22 Ekim 2010 Cuma

Cepten Yemek


Fenerbahçe ve Beşiktaş yönetimi elele verip Galatasaray’ı zor duruma düşürmeye çalışsalar, bu işte Adnan Polat yönetimi kadar başarılı olacaklarını sanmıyorum. Son teknik direktör krizinin de derbi haftasına denk gelmesiyle birlikte, gerektiğinde işleri ne kadar zor hale getirebileceklerini de görmüş olduk. Banu K. Yelkovan, Rijkaard’ın yerine getirilecek yeni “kurban-kurtarıcı” için Galatasarayda yaşanan karışıklığı fıkra tadında özetlemiş yazısında: “Futbol kulislerinde Hikmet Karaman-Tugay Kerimoğlu, Hikmet Karaman-Hakan Şükür, Hagi-Hakan Şükür, Hakan Şükür-Tugay Kerimoğlu, Fatih Terim-Tugay Kerimoğlu isimleri ikili kombinasyonlarla dile getirildi. Hatta kulübede Hagi-Tugay Kerimoğlu, yardımcıları Hasan Şaş ve Ergün Penbe, sportif direktör olarak Hakan Şükür’ün ekip olarak gelecekleri konuşuldu. Yedek kulübesine UEFA Kupası’nın konup konmayacağı bu yazı yazıldığı sırada henüz netlik kazanmamıştı.”

Sanırım Galatasaray yönetimleri tarafından yıpratılmayan bir tek Ergün Penbe kalacak elimizde. Onu da önümüzdeki sezon sonunda kullanıp yitireceklerdir.
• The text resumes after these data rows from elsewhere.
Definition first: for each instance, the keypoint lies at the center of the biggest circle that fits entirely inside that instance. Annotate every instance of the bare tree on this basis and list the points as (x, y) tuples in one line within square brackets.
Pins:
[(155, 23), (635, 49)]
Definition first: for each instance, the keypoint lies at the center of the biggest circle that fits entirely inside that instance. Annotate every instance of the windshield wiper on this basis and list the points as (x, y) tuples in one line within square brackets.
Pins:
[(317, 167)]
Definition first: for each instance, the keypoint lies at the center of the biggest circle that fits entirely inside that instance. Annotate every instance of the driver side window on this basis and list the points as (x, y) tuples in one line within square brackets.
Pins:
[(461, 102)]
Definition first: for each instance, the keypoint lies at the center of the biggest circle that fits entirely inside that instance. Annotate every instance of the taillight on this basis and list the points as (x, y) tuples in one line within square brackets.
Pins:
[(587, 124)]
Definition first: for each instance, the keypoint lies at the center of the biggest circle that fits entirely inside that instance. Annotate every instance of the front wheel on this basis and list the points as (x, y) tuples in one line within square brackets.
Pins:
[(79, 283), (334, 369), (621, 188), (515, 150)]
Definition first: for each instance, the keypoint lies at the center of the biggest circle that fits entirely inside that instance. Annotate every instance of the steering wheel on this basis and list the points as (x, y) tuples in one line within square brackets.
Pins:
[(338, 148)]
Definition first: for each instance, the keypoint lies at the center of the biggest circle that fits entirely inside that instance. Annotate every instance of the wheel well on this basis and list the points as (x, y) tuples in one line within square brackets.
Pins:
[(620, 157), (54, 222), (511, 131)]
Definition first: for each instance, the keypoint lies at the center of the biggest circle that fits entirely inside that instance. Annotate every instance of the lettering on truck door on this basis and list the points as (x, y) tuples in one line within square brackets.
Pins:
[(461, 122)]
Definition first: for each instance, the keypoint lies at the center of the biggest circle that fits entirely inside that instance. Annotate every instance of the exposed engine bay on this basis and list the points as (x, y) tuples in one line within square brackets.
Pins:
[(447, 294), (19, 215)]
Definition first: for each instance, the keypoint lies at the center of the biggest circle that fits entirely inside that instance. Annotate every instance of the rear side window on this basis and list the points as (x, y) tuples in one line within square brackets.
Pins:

Rijkaard’ın yerine kim gelirse gelsin kısa vadede başarısız olacağı için günü kurtarmak adına elinden gelen her şeyi yapan bir Galatasaray yönetimi ve bu yolda harcanan Galatasaray değerlerinin kısa filmini izledik hafta boyunca. Tüm bunların üstüne olası bir Kadıköy galibiyeti, küflenmiş ekmeğin üstüne sürülmüş bal-kaymak gibi olacaktır ne yazıkki. Hagi’nin bu şartlarda görevi kabul etmesinin sebebini ayrıca merak ediyorum. Birkaç ihtimal var: Yoğun Galatasaray sevgisi, futbol aşkı, tatlı Kadıköy galibiyeti ihtimali ya da maalesef Hagi’ye gelen başka teklif olmayışı. Bana en yakın gelen ihtimal E şıkkı, hepsi.

Galatasaray’ın bir başka kahramanı Fatih Terim’in ise gelen teklifi reddetmesine ne kadar sevindiğimi anlatamam. Belki cicili bicili ismiyle motivasyon dediğimiz üstün yeteneğini kullanarak bizi düzlüğe çıkarmaya en yakın adaydı ancak “gaz” ile çalışan bir takımım olsun istemiyorum. İmparator da olsa, bize harika günler de yaşatmış olsa, futbol dehasının 90’lı yıllarda sıkışıp kaldığına inanıyorum.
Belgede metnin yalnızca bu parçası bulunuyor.